1928年 日活京都撮影所作品 上映時間6分
原作・脚本・監督・・・伊藤大輔
撮影・・・・・・・・・唐沢弘光
〈配役〉
中山安兵衛・・・・・・・・大河内伝次郎
菅野六郎右衛門(伯父)・・実川延一郎
お堪婆・・・・・・・・・・市川春衛
町人・・・・・・・・・・・東木寛(伴淳三郎)
〈略筋〉
中山安兵衛(大河内伝次郎)は浪人(主人のいない失業中の侍)である。江戸(現在の東京)の貧しい人々の住む街に住み、街の人々の喧嘩があるとそれを止めさせて仲直りをさせ、喧嘩していた両方から金をせびって酒を飲むというような無頼な暮らしをしていた。それで喧嘩安とか呑んべ安と呼ばれていた。

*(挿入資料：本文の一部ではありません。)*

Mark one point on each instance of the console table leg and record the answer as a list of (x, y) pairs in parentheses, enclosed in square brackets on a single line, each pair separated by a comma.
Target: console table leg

1694年7月21日。その日も安兵衛は、街で喧嘩の仲裁をやって金を稼ぎ、酔っぱらって家に帰ってくる。するとそこに、彼の伯父の手紙が置いてある。小路は悪い侍たちから決闘をいどまれて、これから決闘の場所に指定された高田馬場へ行くところなのである。敵は多数である。安兵衛はすぐ酔いからさめ、刀を掴んで駆け出す。そして長い距離をマラソンよりも速く走りぬいた末に、すでに始まっている決闘に間にあって、数十人の敵を片っ端から斬り倒す。
〈解説〉
これは日本ではよく知られた物語である。中山安兵衛はこのとき、高田馬場へ駆け付ける途中の彼に 一本の紐を与えた女性と結婚し、彼女の父親の主人である浅野内匠頭の家来になり、のちに浅野の家来47人の盟約に加わって主人のために復讐を行って、最後には切腹して死んだ。こうして彼は伝説的に語り継がれることになる多くの侍の物語の英雄のひとりになった。映画でもこの高田馬場の決闘の物語は多くのチャンバラのスターたちによって繰り返し演じられた。
この映画で安兵衛を演じている大河内伝次郎は、1927年頃から1950年代のはじめ頃まで日本の時代劇映画でもっとも人気のあった何人かのスターたちのひとりであり、とくにこの「血煙高田馬場」が発表された1928年から数年間は確実にトップのスターだった。とくに伊藤大輔監督で彼が主演した一連の作品は観客を文字どおり熱狂させたものである。
伊藤大輔監督は、この映画の前の年に発表した同じ大河内伝次郎主演の「忠次旅日記」(1927)で、それまで単なる娯楽アクションものと見られていたチャンバラ映画に、はじめて深い人間味と芸術性を与えたと言われている巨匠である。その後の数年間、伊藤、大河内、そしてカメラマンの唐沢弘光のトリオはたてつづけにヒット作を出し、時代劇映画の黄金時代をつくりあげるうえにもっとも大きな推進力を発揮した。残念ながら、このトリオの作品は1931年の「御誂治郎吉格子」以外は完全なかたちでは殆ど残っていない。いくつかの断片が残っているだけである。この「血煙高田馬場」も、もともとは長篇であるが、これは短縮版である。完全版は失われている。